Future of EU-US data protection
The Trans-Atlantic Data Privacy Framework is expected to come into force in the Summer, but is widely expected to face further legal challenges.
A legal challenge could result in the new framework being over-turned by the European Court, which has previously annulled its predecessor Privacy Shield in 2020 and Safe Harbor in 2015.
Eddie Powell, data protection partner at London law firm Fladgate said that the size of Meta’s fine reflected the fact that Meta’s systems were structured so that the data collected on its social media platforms had to be sent to the USA “without any kind of firebreak”.
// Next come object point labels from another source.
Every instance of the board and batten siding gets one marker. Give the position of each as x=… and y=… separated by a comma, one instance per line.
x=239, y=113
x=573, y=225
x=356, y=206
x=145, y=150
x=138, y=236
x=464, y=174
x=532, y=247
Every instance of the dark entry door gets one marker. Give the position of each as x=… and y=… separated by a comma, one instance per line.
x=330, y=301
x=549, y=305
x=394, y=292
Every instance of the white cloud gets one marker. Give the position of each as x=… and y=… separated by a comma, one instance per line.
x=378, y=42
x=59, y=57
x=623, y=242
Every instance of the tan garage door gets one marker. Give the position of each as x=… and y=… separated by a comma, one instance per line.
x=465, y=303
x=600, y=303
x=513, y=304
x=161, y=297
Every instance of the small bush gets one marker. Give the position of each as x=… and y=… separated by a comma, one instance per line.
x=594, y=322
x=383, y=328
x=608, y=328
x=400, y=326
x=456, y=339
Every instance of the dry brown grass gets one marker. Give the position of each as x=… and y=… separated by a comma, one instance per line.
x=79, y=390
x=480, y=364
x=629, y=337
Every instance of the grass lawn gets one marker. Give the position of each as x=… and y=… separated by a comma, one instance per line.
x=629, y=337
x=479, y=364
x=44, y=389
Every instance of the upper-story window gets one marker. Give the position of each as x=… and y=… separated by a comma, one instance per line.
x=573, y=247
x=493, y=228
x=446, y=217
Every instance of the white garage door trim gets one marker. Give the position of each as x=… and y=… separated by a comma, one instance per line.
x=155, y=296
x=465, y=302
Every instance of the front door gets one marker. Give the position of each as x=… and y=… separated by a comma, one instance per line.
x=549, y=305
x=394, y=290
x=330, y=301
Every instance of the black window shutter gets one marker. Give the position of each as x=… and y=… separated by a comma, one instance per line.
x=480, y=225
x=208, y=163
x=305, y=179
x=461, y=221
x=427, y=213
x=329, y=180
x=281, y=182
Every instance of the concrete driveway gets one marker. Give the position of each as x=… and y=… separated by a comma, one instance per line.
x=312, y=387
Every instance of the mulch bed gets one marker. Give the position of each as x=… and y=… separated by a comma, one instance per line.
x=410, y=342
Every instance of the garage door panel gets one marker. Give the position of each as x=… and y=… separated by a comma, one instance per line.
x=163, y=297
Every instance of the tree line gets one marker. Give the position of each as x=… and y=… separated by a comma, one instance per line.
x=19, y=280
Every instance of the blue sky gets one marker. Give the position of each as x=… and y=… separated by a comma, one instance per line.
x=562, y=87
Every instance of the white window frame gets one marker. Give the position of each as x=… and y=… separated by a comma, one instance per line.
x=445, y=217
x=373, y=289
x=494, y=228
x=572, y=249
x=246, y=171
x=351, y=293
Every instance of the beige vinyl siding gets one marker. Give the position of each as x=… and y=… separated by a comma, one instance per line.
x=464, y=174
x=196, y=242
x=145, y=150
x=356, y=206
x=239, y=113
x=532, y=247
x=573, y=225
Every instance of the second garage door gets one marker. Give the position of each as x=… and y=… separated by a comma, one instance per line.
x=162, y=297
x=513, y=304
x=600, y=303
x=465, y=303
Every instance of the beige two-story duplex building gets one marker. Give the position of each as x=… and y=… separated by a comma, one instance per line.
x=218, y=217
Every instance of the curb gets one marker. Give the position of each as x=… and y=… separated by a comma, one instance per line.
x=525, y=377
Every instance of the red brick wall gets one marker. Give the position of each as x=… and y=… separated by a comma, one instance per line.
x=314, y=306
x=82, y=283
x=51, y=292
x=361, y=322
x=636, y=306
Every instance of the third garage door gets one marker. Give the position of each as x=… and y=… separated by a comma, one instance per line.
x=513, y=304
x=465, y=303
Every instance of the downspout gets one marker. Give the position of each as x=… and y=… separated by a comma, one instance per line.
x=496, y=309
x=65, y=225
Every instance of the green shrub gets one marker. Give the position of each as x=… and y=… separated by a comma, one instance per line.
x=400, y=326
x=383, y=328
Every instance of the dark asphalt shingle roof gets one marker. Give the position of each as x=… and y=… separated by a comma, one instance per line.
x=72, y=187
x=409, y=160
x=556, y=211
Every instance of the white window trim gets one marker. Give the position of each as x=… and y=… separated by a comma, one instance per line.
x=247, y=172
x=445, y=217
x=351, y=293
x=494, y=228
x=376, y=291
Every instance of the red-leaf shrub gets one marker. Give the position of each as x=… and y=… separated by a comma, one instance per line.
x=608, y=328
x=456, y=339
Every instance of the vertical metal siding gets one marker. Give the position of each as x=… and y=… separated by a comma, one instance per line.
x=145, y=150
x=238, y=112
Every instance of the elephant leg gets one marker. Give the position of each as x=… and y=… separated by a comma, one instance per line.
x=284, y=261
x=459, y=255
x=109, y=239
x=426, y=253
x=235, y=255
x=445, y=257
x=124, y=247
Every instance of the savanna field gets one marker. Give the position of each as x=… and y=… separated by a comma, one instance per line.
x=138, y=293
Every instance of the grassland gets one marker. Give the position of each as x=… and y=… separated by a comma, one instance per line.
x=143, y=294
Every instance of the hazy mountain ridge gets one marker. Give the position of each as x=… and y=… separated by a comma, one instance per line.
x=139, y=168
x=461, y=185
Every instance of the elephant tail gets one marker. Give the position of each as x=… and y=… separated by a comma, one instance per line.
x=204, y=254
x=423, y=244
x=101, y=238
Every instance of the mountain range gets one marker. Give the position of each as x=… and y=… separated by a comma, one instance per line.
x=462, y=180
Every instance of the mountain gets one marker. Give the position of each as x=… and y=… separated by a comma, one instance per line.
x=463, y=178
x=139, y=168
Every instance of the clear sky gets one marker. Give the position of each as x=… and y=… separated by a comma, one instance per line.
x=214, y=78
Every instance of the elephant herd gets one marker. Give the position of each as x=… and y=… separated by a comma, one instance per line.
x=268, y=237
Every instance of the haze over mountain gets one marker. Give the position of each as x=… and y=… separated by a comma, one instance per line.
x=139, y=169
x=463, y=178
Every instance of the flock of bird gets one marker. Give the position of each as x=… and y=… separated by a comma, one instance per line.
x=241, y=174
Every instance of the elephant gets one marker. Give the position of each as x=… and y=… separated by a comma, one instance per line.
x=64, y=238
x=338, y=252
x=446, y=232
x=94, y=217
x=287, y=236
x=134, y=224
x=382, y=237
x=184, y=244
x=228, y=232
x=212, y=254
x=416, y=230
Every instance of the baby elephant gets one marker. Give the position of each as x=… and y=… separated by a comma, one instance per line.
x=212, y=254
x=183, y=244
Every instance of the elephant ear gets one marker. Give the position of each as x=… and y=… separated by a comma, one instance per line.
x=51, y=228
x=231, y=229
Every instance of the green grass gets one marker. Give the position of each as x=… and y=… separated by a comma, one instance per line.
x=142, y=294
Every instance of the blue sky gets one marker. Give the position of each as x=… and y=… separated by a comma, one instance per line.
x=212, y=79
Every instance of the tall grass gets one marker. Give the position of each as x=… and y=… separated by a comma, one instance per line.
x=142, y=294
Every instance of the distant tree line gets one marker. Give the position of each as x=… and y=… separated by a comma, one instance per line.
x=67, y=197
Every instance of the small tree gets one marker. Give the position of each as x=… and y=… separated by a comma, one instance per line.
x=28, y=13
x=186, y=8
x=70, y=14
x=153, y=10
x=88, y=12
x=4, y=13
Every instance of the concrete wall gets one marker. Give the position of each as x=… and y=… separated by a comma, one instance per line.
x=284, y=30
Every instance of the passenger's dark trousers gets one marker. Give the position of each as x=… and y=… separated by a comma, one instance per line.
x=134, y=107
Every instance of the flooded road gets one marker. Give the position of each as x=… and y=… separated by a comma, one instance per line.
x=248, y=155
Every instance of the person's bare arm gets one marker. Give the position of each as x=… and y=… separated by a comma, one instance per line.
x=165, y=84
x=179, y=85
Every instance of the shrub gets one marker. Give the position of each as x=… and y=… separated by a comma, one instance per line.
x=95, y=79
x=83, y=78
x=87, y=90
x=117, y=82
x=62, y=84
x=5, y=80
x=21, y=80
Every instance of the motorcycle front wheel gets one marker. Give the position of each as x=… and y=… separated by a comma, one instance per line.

But he said it that the fine, equivalent to about 1% of Meta’s worldwide turnover, could have been significantly higher, up to a maximum of 4% of Meta’s worldwide turnover.
Meta: ‘serious questions’
Clegg and Newstead said in their blogpost that the DPC “initially acknowledged that Meta had continued its EU-US data transfers in good faith, and that a fine would be unnecessary and disproportionate” but have been over-ruled by the European Data Protection Board,
They argued that the EDPB, the independent European data protection regulator, had chosen to disregard the progress that policy makers were making to resolve the “fundamental conflict” between US government access to European data and the privacy rights of Europeans.
The decision “raises serious questions about a regulatory process that enables the EDPB to overrule a lead regulator in this way, disregarding the findings of its multi-year inquiry without giving the company in question a right to be heard,” they said.